Дипак – лучезарный двадцатилетний парень, сын лесника, нашел нас в лесничестве деревушки Бор, где мы жили тогда, и предложил повозить по горной округе. Уж не помню, человек десять, наверно, в машине, и все, кроме нас и водителя, сидели друг у друга на руках, и фигурка короля Шиваджи Махараджи покачивалась у лобового стекла. Как странно с этим именем: Бор – тигриный заповедник, где нас поселил в своем домике Сурия, с этого и начиналось наше путешествие, а потом с запиской от Сурии мы весь месяц перемещались по штату, другим заповедникам, пока не оказались снова в Боре, но другом, с плюс одной, но непроизносимой в своем имени буквой. И поселились в лесничестве, а спустя несколько дней был праздник, толпы людей на улицах, шатры на площади, театр, музыка, дети, играющие эпос. Нас с Таей вызвали на сцену, что-то я там говорил – пламенное и нежное. И еще, и еще, уже под телекамеры и с костюмированными детьми на руках: она с Кали, я с Шивой, она с Кришной, я с Радхой…

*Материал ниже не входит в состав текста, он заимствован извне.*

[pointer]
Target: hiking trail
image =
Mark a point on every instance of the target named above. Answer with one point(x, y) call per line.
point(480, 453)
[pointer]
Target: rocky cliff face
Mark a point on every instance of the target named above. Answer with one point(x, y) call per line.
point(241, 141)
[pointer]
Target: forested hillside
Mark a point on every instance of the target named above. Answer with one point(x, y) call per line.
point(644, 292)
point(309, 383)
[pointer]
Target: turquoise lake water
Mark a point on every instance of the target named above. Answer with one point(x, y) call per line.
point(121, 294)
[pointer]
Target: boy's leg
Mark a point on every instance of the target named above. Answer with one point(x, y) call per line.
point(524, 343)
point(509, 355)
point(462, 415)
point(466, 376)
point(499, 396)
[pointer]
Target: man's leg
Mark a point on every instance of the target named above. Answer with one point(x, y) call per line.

А потом мы как-то потерялись в толпе, а когда, уже к вечеру, столкнулись… Как это в фильмах показывают – в замедленной съемке и без звука рушащиеся дома, оседающие внутрь себя. Наверно, какой-то был повод, кто ж это вспомнит. Но дело не в нем, а в той невольно оголившейся жизни, ее ладони, протянутой навстречу. Ее ко мне, моей к ней. И вывихнутой мимоходом.

Она исчезла. Тормознула проезжавший мотоцикл, груженный какими-то бидонами, и исчезла во тьме.

А потом был День короля. Мы восходили с тысячами индусов в заоблачную высь – в форт Шиваджи в Райгаде, его последнем пристанище, несли флаги и кричали над пропастями: «джей, джей!», смеялись в объятьях друг друга, и были, похоже, счастливы. Присели там, в занебесье, но не у склепа короля, а чуть в стороне – у памятника его любимому псу, которого он завещал упокоить рядом с собой. Так мы втроем и сидели, глядя на заходящее за незримой долиной солнце.